In [None]:
def yolo_loss(args, anchors):
    # 一共有三层
    num_layers = len(anchors)//3
    #---------------------------------------------------------------------------------------------------#
    #   将预测结果和实际ground truth分开，args是[*model_body.output, *y_true]
    #   y_true是一个列表，包含三个特征层，shape分别为(m,13,13,3,85),(m,26,26,3,85),(m,52,52,3,85)。
    #   yolo_outputs是一个列表，包含三个特征层，shape分别为(m,13,13,3,85),(m,26,26,3,85),(m,52,52,3,85)。
    #---------------------------------------------------------------------------------------------------#
    y_true = args[num_layers:]
    yolo_outputs = args[:num_layers]
    #-----------------------------------------------------------#
    #   13x13的特征层对应的anchor是[142, 110], [192, 243], [459, 401]
    #   26x26的特征层对应的anchor是[36, 75], [76, 55], [72, 146]
    #   52x52的特征层对应的anchor是[12, 16], [19, 36], [40, 28]
    #-----------------------------------------------------------#
    anchor_mask = [[6,7,8], [3,4,5], [0,1,2]] if num_layers==3 else [[3,4,5], [1,2,3]]

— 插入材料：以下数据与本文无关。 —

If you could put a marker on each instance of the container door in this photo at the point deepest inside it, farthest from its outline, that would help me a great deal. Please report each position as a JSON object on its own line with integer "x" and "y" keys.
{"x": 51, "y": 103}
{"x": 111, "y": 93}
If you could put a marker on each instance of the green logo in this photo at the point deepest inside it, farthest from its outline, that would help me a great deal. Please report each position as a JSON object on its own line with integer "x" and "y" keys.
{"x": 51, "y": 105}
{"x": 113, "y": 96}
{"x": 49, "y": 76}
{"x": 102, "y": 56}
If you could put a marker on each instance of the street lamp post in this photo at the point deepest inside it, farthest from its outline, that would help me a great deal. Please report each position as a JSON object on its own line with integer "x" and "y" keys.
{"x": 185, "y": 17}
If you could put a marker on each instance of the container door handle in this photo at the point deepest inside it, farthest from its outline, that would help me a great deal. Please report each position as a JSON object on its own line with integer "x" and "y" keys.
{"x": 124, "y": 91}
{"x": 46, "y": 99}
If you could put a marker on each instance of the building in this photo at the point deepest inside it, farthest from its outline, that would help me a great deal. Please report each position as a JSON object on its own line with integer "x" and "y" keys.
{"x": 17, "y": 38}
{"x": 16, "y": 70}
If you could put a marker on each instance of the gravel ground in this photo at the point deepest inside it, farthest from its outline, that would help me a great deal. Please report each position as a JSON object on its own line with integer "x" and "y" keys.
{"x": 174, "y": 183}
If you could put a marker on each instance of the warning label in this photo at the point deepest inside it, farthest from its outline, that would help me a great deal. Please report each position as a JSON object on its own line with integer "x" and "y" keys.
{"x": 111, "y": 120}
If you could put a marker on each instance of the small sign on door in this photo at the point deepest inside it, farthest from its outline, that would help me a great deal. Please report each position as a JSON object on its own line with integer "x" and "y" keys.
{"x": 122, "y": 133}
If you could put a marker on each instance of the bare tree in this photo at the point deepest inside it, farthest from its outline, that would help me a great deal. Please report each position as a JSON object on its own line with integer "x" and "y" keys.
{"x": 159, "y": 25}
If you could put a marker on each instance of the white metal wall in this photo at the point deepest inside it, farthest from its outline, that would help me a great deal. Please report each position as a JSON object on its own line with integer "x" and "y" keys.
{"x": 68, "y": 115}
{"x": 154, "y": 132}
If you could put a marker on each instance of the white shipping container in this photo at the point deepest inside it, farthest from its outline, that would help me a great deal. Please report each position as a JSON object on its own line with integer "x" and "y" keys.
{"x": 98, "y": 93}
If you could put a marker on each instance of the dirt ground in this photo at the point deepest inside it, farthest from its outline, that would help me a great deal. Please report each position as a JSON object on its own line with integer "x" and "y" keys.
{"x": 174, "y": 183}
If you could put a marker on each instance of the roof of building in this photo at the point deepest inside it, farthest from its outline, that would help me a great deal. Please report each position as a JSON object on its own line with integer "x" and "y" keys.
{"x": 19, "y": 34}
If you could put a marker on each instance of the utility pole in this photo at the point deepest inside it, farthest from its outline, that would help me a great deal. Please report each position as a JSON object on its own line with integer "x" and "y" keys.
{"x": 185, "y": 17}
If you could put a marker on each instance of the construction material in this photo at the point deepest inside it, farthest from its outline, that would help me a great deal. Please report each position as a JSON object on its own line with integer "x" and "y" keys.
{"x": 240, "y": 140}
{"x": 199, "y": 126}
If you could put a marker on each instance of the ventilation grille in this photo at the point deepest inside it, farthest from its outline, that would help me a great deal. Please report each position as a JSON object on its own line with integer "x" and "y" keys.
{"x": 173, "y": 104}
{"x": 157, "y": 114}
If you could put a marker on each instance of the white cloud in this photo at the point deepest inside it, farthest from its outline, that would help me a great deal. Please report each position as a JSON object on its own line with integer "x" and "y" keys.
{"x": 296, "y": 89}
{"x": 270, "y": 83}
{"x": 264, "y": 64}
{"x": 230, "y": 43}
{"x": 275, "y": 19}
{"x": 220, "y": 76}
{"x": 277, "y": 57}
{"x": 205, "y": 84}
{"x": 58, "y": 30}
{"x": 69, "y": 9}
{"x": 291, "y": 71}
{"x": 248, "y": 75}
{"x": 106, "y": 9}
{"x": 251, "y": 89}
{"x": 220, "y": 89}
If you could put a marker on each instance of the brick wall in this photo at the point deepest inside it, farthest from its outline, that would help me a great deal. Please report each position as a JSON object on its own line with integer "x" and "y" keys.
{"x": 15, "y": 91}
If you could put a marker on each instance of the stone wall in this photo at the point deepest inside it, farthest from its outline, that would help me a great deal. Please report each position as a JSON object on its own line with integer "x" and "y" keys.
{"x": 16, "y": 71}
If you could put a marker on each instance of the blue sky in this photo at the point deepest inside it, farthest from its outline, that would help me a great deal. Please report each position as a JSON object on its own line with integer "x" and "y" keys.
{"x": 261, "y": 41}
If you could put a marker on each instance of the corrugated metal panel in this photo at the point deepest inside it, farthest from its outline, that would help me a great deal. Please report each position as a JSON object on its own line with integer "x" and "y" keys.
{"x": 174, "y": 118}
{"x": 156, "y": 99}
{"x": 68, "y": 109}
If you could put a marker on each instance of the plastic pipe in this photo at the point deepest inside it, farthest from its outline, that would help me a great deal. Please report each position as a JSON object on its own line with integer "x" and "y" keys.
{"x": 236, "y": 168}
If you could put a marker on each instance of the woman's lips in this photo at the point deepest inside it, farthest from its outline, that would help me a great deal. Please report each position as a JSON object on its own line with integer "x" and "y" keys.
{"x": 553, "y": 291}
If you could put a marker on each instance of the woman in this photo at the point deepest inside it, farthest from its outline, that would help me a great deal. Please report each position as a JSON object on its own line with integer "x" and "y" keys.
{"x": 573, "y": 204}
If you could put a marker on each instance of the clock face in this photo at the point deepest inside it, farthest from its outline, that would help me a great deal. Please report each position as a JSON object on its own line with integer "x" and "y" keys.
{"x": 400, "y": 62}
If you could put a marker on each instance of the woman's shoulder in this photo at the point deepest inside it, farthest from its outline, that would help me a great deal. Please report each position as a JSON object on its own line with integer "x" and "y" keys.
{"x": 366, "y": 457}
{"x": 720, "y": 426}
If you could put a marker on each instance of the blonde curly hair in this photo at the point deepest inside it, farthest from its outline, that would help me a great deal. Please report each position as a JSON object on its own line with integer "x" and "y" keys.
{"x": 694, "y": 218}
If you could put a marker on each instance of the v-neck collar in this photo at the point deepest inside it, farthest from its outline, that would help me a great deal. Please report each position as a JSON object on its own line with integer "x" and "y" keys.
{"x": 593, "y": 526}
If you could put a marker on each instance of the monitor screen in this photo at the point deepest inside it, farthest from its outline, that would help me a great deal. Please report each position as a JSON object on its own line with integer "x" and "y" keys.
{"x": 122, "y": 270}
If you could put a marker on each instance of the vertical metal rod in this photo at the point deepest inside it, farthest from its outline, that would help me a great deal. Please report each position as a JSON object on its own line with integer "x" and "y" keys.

    # 得到input_shpae为416,416 
    input_shape = K.cast(K.shape(yolo_outputs[0])[1:3] * 32, K.dtype(y_true[0]))
    
    loss = 0
    num_pos = 0

    #-----------------------------------------------------------#
    #   取出每一张图片
    #   m的值就是batch_size
    #-----------------------------------------------------------#
    m = K.shape(yolo_outputs[0])[0]
    mf = K.cast(m, K.dtype(yolo_outputs[0]))
    
    for i in range(num_layers):
        #-----------------------------------------------------------#
        #   以第一个特征层(m,13,13,3,85)为例子
        #   取出该特征层中存在目标的点的位置。(m,13,13,3,1)
        #-----------------------------------------------------------#
        object_mask = y_true[l][..., 4:5]
        #-----------------------------------------------------------#
        #   取出其对应的种类(m,13,13,3,80)
        #-----------------------------------------------------------#
        true_class_probs = y_true[l][..., 5:]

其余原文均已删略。